Data, or information such as numbers, text, and images, has applications in both computer science and data science. The study and use of data structures is a topic in computer science. Data structures are ways to organize, manage, and store data in ways that it can be used efficiently; a sub-domain of computer science, it allows us to store and access data in our computer’s memory. Data science benefits from data structures to access data, but the main goal of data science is to analyze and make decisions based on the data, often using statistics and machine learning.

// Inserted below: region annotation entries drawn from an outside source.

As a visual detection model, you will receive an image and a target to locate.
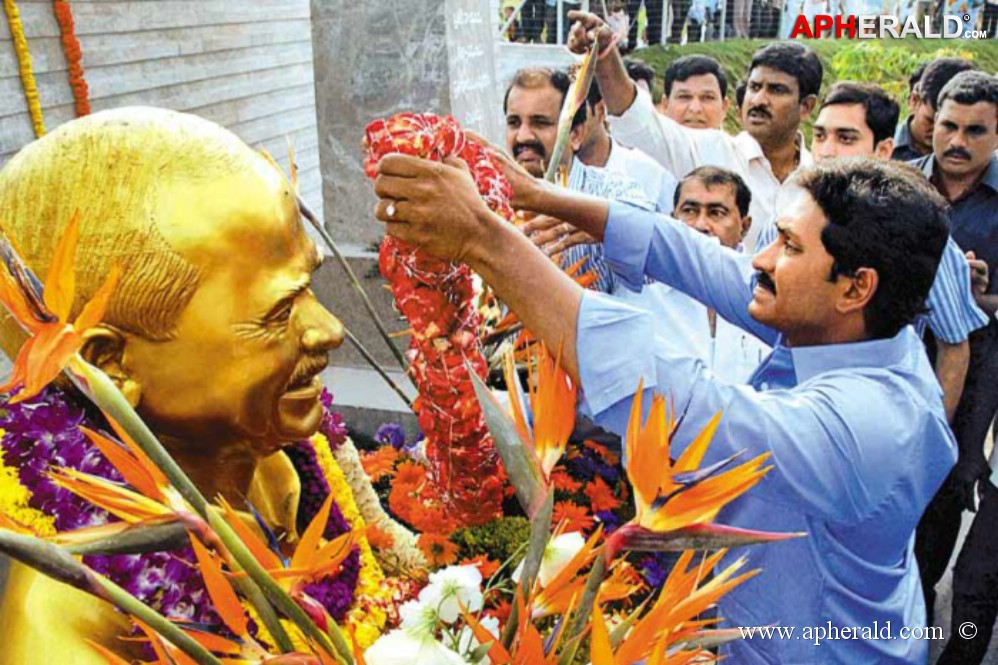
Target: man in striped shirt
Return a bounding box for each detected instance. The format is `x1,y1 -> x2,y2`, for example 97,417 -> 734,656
760,81 -> 988,420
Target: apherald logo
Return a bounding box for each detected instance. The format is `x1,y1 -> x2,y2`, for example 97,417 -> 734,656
790,14 -> 988,39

The Future of Computer Science and Data Science

Today, all companies and industries can benefit from both of these fields. Computer scientists drive business value by developing software and tools while data scientists drive business value by answering questions and making decisions based on data. As software continues to integrate with our lives and daily routines, computer science skills will continue to be critical and in demand. As we continue to create and store vast amounts of data on a daily basis, data science skills will also continue to be critical and in demand. Both fields are constantly evolving as technology advances and both computer scientists and data scientists need to stay current with the latest tools, methods, and technologies.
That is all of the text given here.